Evaluation of Nocturnal Enuresis and Barriers to Treatment Among Pediatric Patients With Sickle Cell Disease

NCT01959958 | Completed

• 1 other identifier: PEESC
• Study Type: observational
• Target: 250
• Locations: 1 country
• Sites: 1

Brief Summary

Pediatric patients with sickle cell disease are at greater risk for exhibiting nocturnal enuresis (bedwetting) compared to the general population. This increased risk has been attributed to a decreased ability to concentrate urine caused by sickling-induced nephropathy.
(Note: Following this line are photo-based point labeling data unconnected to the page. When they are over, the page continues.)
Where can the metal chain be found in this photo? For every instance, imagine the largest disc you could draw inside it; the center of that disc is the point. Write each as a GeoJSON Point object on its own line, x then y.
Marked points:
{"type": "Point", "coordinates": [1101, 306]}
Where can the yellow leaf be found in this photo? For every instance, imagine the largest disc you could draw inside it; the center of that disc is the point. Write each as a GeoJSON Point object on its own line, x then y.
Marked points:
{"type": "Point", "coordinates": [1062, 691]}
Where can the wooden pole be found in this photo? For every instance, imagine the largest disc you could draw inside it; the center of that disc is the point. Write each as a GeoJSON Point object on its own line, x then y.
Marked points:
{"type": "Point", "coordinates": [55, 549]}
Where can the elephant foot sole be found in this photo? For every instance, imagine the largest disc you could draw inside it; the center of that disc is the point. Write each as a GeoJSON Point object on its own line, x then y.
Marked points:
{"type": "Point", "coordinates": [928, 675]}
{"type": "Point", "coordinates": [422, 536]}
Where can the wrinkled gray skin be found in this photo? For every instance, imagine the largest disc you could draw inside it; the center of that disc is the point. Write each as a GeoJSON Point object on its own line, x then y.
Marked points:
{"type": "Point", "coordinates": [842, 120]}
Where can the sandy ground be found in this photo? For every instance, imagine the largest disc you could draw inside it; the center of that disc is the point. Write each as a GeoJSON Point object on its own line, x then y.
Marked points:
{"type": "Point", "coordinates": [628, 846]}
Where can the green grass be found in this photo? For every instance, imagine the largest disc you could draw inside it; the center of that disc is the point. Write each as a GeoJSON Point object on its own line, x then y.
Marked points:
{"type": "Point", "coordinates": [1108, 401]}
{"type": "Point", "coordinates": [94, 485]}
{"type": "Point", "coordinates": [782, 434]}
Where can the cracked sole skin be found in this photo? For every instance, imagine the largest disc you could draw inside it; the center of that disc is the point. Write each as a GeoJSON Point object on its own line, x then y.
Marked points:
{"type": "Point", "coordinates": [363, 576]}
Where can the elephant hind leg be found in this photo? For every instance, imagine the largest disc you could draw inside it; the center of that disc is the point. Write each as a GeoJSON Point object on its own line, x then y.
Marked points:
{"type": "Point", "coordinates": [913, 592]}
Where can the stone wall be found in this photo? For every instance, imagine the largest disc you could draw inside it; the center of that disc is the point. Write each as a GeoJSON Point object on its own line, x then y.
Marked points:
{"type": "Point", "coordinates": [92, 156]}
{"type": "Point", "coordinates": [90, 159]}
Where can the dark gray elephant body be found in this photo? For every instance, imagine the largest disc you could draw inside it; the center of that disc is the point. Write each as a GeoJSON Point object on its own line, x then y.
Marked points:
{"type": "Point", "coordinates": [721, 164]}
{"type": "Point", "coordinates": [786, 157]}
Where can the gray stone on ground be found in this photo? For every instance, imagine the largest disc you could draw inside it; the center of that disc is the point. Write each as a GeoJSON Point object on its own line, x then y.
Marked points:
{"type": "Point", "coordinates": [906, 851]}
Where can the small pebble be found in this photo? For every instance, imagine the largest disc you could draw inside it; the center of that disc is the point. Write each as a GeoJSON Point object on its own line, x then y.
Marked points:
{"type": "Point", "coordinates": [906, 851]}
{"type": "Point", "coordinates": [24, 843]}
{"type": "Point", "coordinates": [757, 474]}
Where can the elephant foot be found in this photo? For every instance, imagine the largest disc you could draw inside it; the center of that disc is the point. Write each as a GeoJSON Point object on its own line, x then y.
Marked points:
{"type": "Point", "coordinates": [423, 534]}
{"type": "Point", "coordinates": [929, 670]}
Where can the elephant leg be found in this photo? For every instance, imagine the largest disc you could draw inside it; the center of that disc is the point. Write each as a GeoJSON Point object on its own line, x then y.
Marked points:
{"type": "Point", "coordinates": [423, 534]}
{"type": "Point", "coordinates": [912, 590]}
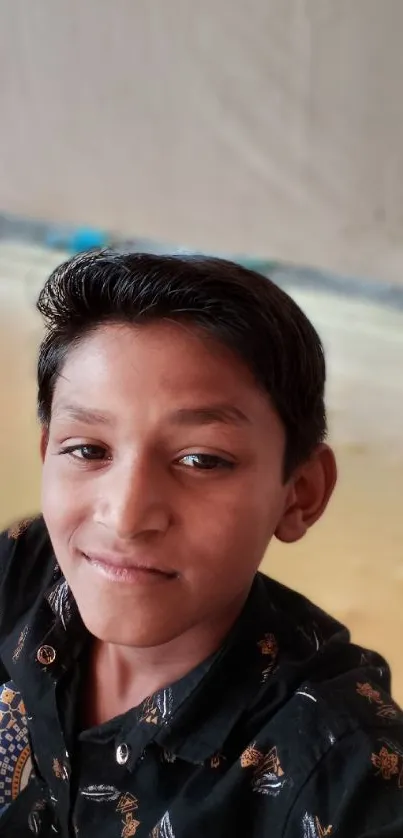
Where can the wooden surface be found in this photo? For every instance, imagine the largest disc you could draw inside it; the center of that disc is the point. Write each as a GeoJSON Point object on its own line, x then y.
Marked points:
{"type": "Point", "coordinates": [352, 562]}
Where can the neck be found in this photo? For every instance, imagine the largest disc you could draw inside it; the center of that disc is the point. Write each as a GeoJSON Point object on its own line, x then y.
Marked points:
{"type": "Point", "coordinates": [121, 677]}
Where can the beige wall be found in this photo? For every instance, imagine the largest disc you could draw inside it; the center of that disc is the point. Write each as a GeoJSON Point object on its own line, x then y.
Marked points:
{"type": "Point", "coordinates": [273, 126]}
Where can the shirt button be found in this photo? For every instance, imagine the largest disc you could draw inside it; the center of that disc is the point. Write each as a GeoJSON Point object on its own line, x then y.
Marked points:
{"type": "Point", "coordinates": [122, 753]}
{"type": "Point", "coordinates": [46, 655]}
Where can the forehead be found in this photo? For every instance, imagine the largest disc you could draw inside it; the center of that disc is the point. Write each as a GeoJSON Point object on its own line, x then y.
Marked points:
{"type": "Point", "coordinates": [162, 363]}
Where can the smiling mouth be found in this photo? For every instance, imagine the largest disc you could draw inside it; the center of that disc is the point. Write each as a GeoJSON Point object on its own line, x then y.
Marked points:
{"type": "Point", "coordinates": [116, 570]}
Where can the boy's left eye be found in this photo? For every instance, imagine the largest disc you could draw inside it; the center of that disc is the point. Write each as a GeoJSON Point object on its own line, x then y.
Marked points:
{"type": "Point", "coordinates": [205, 462]}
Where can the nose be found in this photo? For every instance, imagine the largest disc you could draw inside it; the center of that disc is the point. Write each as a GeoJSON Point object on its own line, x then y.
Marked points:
{"type": "Point", "coordinates": [133, 500]}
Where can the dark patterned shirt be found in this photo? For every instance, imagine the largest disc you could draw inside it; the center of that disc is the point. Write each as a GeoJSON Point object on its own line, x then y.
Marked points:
{"type": "Point", "coordinates": [288, 731]}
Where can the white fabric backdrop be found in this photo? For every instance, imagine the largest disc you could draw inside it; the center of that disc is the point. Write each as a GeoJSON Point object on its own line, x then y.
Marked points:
{"type": "Point", "coordinates": [273, 126]}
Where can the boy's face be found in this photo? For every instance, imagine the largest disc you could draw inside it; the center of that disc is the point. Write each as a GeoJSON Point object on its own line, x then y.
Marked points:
{"type": "Point", "coordinates": [162, 482]}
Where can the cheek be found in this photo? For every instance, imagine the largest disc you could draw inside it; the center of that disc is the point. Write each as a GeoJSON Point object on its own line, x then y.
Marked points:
{"type": "Point", "coordinates": [61, 502]}
{"type": "Point", "coordinates": [232, 530]}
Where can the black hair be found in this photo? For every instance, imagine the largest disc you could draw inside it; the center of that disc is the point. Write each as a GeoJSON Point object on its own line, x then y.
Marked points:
{"type": "Point", "coordinates": [244, 310]}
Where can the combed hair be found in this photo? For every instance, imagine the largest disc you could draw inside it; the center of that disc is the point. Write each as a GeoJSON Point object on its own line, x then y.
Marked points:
{"type": "Point", "coordinates": [242, 309]}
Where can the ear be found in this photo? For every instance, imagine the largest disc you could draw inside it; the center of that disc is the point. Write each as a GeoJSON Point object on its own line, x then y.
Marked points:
{"type": "Point", "coordinates": [310, 490]}
{"type": "Point", "coordinates": [43, 444]}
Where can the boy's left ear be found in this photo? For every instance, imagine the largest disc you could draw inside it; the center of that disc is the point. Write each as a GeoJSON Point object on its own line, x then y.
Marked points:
{"type": "Point", "coordinates": [310, 490]}
{"type": "Point", "coordinates": [43, 444]}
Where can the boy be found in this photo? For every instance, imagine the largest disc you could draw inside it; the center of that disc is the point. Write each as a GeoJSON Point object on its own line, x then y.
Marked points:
{"type": "Point", "coordinates": [158, 684]}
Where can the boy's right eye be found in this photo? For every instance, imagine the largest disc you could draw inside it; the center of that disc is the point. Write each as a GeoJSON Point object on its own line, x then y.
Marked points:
{"type": "Point", "coordinates": [85, 452]}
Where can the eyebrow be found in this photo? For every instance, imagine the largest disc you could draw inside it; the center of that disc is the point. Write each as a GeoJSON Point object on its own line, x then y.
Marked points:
{"type": "Point", "coordinates": [209, 414]}
{"type": "Point", "coordinates": [226, 414]}
{"type": "Point", "coordinates": [84, 414]}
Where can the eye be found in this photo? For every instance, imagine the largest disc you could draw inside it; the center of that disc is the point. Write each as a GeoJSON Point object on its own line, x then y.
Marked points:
{"type": "Point", "coordinates": [206, 462]}
{"type": "Point", "coordinates": [86, 452]}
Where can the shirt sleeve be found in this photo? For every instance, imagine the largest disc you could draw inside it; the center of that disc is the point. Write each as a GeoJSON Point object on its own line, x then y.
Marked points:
{"type": "Point", "coordinates": [356, 791]}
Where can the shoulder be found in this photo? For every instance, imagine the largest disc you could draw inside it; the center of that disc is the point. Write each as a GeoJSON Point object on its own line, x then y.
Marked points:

The sociodemographic, psychosocial, and medical factors associated with nocturnal enuresis are not well defined. In addition, the impact of these behaviors on emotional and behavioral functioning, along with health-related quality of life are not clear. Despite the availability of evidence-based interventions for nocturnal enuresis, very few families with a child with sickle cell disease have utilized these methods. The reasons for this underutilization of interventions are not clear.

Conditions

Sickle Cell Disease

Keywords

Nocturnal enuresis; Barriers to treatment

Outcome Measures

Primary Outcomes (1)

• Descriptive group characteristics of sickle cell disease participants with and without nocturnal enuresis

  Health-related quality of life, emotional and behavioral functioning, family functioning, stressful life events, sociodemographic factors and medical factors will be examined from questionnaire responses. Classification will be based on the criteria outlined in the Diagnostic and Statistical Manual of Mental Disorders, 4th edition, text revision (DSM-IV-TR). Data will be stratified by age (6-11 years and 12-18 years) and genotype (HbSS/ HbSβ0 thalassemia and HbSC/ HbSβ+ thalassemia). The sample will be dichotomized using the binary response (by nocturnal enuresis/no nocturnal enuresis). Pearson's chi-square or Fisher's Exact test for categorical data and the two-sample t-test for continuous data will be performed to examine the group differences. Logistic regression will be performed using the binary response to examine the effect of these factors with covariates selected by Bayesian information criterion (BIC) with age group indicator and genotype included in the regression.

  Once at or near enrollment

Secondary Outcomes (2)

• Frequency of behavioral interventions

  Once at or near enrollment

• Barriers to the use of interventions to prevent nocturnal enuresis

  Once at or near enrollment

Study Arms (1)

Sickle cell disease

In this study, children and adolescents with sickle cell disease ages 6-18 years and their parents/guardians will complete a questionnaire/interview.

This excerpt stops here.